Indictments May Impact AL Politics for Years

By: Denise Bradberry Email
By: Denise Bradberry Email

Monday's corruption indictments could have a far reaching impact on Alabama politics past the November elections.

News 4 sat down with a political science professor at troy university’s Dothan campus to find out what we can expect in future legislative sessions.

Monday's indictment listed four of Alabama’s state senators, three of whom are running for re-election this November.

District 29's Independent Senator Harri Anne Smith says she's not backing down.

“We are still in this campaign for re-election. I've been asked that question. We appreciate the support today of people all over the district people calling and saying we're behind you, we know this is not right, we know this is not true and want you to know we're still on the campaign trail,” says Smith.
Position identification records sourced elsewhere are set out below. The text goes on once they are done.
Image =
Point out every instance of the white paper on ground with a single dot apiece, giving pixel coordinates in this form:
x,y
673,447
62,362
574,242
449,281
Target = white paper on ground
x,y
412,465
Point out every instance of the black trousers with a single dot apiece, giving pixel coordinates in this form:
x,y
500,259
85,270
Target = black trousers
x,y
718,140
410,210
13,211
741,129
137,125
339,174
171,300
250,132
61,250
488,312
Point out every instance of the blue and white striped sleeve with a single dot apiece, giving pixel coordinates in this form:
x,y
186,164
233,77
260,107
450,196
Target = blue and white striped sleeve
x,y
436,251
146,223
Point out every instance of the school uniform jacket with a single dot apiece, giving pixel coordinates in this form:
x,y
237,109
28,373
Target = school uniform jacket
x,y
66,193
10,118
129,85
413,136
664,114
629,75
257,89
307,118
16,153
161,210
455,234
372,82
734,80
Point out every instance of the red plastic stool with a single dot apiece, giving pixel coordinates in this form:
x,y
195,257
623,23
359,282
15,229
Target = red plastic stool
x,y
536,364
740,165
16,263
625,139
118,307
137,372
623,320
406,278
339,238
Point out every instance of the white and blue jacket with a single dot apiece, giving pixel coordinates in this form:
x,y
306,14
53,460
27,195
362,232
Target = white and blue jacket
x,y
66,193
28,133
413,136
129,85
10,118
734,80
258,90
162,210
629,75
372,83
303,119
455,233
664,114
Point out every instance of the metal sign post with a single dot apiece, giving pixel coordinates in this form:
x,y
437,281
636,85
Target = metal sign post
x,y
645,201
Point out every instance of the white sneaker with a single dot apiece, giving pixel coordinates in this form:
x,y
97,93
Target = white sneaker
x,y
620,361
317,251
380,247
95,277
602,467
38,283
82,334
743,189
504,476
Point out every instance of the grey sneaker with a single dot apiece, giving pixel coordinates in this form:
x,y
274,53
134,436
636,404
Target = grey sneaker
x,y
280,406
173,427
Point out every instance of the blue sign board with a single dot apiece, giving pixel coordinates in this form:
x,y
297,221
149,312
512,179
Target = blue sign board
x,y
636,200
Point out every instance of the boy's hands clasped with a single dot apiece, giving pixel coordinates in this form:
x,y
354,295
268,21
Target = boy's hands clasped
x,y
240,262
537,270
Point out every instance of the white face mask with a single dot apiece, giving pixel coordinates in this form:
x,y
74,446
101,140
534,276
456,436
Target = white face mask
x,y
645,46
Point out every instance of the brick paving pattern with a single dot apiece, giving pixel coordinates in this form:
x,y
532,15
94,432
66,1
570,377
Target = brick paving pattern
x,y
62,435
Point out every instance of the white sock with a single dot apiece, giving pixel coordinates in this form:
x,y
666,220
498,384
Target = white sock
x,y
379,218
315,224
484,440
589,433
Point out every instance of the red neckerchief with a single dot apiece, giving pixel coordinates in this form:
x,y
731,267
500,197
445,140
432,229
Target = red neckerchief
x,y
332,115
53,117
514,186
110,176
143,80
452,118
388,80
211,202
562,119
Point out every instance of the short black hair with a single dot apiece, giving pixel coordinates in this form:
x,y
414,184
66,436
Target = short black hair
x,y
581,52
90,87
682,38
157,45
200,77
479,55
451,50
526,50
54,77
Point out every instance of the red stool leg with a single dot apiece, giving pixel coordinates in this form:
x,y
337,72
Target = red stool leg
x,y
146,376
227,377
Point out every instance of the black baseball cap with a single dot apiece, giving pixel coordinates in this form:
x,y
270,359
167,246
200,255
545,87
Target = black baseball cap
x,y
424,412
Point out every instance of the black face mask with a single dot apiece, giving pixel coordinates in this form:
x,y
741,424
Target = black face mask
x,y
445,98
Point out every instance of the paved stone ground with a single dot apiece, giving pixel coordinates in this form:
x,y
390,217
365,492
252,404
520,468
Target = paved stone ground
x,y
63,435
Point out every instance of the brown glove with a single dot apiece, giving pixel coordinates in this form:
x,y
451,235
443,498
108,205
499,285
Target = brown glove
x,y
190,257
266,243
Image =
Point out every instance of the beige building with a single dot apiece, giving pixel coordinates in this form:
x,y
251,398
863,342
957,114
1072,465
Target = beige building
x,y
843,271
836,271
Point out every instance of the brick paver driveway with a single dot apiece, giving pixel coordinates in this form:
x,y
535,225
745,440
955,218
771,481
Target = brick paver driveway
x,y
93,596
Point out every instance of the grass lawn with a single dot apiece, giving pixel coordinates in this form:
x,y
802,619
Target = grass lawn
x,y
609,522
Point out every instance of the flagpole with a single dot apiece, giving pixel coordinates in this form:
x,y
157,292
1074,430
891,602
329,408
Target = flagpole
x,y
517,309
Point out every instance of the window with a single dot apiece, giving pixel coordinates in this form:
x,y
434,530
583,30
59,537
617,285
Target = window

Associate Political Science Professor Rick Martin says she'll likely still attract a lot of votes this November despite the corruption allegations.

“When an individual legislator is very popular in his or her district, there's a certain sense of loyalty that develops and sometimes when the comments are made just that defensive reaction, ‘It's my legislator, my legislator wouldn't do something like that,” says Associate Political Science Professor Rick Martin.

Many are questioning the timing of these indictments calling them politically motivated, but Martin thinks that's unlikely.

“Of the four there are two democrats, one republican and one independent that was a republican, so half and half, so it looks to me if you're going to talk conspiracy it's both parties conspiring against the other,” says Martin, “the federal prosecutors tend to look very distastefully of attempts by outsiders to influence their investigation.”

When it comes time for lawmakers to vote on other controversial legislation Martin believes they'll be very careful not only with what they say but also with whom they say it.

“The legislature is going to be very careful because they don't want to be viewed as being under the influence in pushing it because of outside influence rather than what their constituents want,” says Martin.

The accused will have their next hearing on October 15th where they'll enter their pleas.